In medieval times, people didn’t have plates to eat from at all - they had something called a ‘trencher’, a flat round slice of usually stale bread, that would soak up the remains of their dinner and could either be eaten with sauce after the meal or given away to the poor to eat.

This sounds like my kind of plate – no washing-up! This flat plate concept still exists today in only one form - a cheeseboard - a plate without a lip or raised edge as it isn’t needed to contain fluid.

But what did people eat from before the creation of plates? Some manner of primitive bowls? Did people eat straight from the pot? After ‘straight from the pot’, I guess bowls were next. The oldest found is of Chinese origin dating back 18,000 years. Plates came second, with the earliest mention of “plate” being over 800 years ago.

Plates evolved from these simple ideas, which are usually referred to as ‘china’ plates, but can be made from a wide range of basic materials – earthenware, stoneware, porcelain, bone china – even plastics. Until about a hundred years or so ago, China was streets ahead of the West in terms of ceramic technology, and they were the only ones who could make porcelain. As a result, porcelain was called ‘China ware’ or just ‘China’ and the name stuck. Some are cheap as chips to replace, others could cost an arm and a leg.

Crockery as we know it starts with earthenware, traditionally made from red earthenware clay or red terracotta. It is heavy, sturdy and casual and is usually fired below 2012F, and after firing, the ceramic body is porous and often glazed to make it waterproof.

Stoneware is similar, but made from denser clay that is fired at a higher temperature. This results in a more durable material, with a stone-like quality. The finished product is waterproof and unlike earthenware, does not need to be glazed. It is not as refined and delicate as porcelain, being a sturdier, thicker product, often favoured by restaurants for its durability.

Porcelain itself has an incredible durability resulting from the high firing temperature. The exact composition of porcelain varies depending on its use and the manufacturer.

It is more expensive because making porcelain truly is an art form.

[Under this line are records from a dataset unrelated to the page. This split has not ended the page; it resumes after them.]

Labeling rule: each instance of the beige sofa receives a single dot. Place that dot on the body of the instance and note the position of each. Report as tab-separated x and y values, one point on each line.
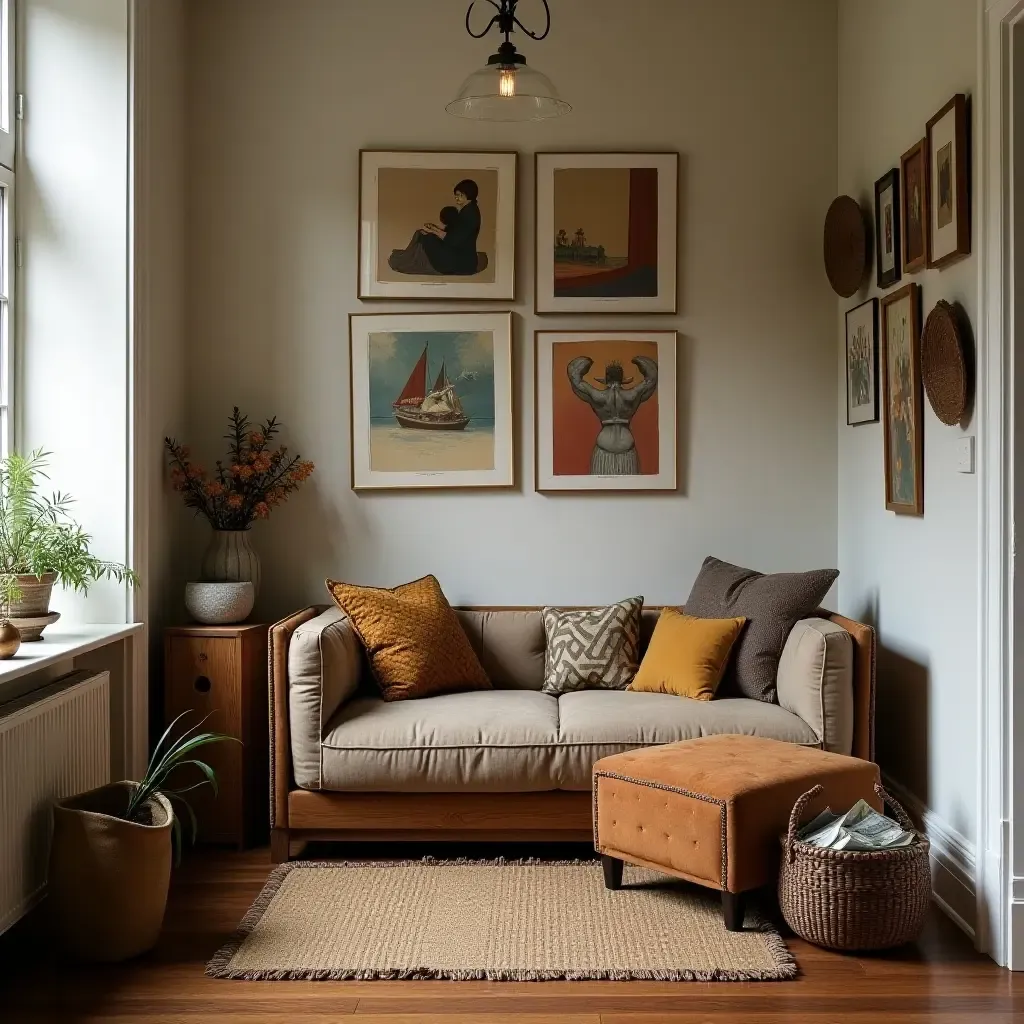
511	762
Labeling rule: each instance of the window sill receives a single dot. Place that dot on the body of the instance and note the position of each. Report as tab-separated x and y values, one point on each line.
62	643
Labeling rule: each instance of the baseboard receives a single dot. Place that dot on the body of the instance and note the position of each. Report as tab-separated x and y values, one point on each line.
952	860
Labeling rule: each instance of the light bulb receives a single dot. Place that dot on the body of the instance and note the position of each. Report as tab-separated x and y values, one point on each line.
506	82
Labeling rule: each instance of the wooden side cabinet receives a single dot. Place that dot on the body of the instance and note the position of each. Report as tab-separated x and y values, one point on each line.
220	671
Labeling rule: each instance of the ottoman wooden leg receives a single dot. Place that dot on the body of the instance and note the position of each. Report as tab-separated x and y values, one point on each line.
733	909
612	871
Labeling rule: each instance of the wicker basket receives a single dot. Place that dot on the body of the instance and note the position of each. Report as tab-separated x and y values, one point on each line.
852	900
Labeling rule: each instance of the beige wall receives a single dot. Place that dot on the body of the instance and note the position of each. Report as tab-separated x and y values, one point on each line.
282	97
160	173
899	61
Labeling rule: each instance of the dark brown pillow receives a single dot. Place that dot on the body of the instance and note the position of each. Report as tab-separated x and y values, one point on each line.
771	605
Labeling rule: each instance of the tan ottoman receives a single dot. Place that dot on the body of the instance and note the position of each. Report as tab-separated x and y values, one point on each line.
712	810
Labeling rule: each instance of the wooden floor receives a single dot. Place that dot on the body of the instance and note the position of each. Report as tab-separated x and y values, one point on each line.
939	980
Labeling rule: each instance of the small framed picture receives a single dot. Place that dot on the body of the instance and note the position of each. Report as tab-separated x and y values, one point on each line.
949	223
913	172
862	364
888	253
605	407
436	225
431	400
606	232
902	418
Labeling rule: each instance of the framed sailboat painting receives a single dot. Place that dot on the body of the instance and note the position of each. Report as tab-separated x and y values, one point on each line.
431	400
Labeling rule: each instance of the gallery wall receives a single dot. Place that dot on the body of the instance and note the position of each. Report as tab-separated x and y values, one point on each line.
916	579
282	96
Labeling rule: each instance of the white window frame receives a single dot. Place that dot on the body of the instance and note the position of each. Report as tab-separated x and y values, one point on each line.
6	309
7	116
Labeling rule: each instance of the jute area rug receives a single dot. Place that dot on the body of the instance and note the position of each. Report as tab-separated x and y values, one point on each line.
523	921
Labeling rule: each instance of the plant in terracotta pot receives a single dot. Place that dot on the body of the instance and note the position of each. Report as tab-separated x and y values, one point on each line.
255	478
113	849
41	545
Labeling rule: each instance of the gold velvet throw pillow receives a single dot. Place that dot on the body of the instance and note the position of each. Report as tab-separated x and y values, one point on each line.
686	655
413	639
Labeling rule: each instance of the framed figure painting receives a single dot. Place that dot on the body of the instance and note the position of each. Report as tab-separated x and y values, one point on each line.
902	416
605	406
862	364
887	229
606	232
431	400
913	171
436	225
949	235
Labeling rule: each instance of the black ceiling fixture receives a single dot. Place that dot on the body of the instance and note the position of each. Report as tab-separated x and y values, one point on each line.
507	89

Devising the mix of kaolin - soft white clay - and other ingredients, shaping a plate to a delicate edge, glazing it, firing it, and creating a nearly translucent product, is incredibly difficult. It is fired at a high heat to become hard, and if that sounds a lot like how ceramics are made, you’re correct, but the firing temperature is around 2250F.

Porcelain is technically a specialised subset of ceramics, both are made of clay and kiln-fired, but the raw materials are different.

Finally, there is bone china, which contains – yes you guessed it - bone. Lightweight, durable and usually the most expensive, the highest quality bone china should contain at least 30% bone ash, and is higher priced thanks to the pricier materials and the extra labour needed in making it. Bone china is stronger than it appears to be. The bone content makes it thinner and smoother than regular porcelain, giving it a creamy, white colour and opaqueness. But not all bone china is created equal—the quality depends on how much bone is in the mixture. Hold a piece of bone china up to a light and place your hand behind it. If it’s the real McCoy, you should be able to see the shadow of your fingers through the translucent china.

Charger Plates are something that always baffled me, but they are designed for use in formal table settings to catch pieces of food and prevent spills and messes falling on the table and staining the tablecloth (saving on laundry costs – I like that idea!). They also help to retain the heat in dinnerware since they are placed directly underneath plates and bowls, but if I am honest, food doesn’t linger long enough on my plate to get cold.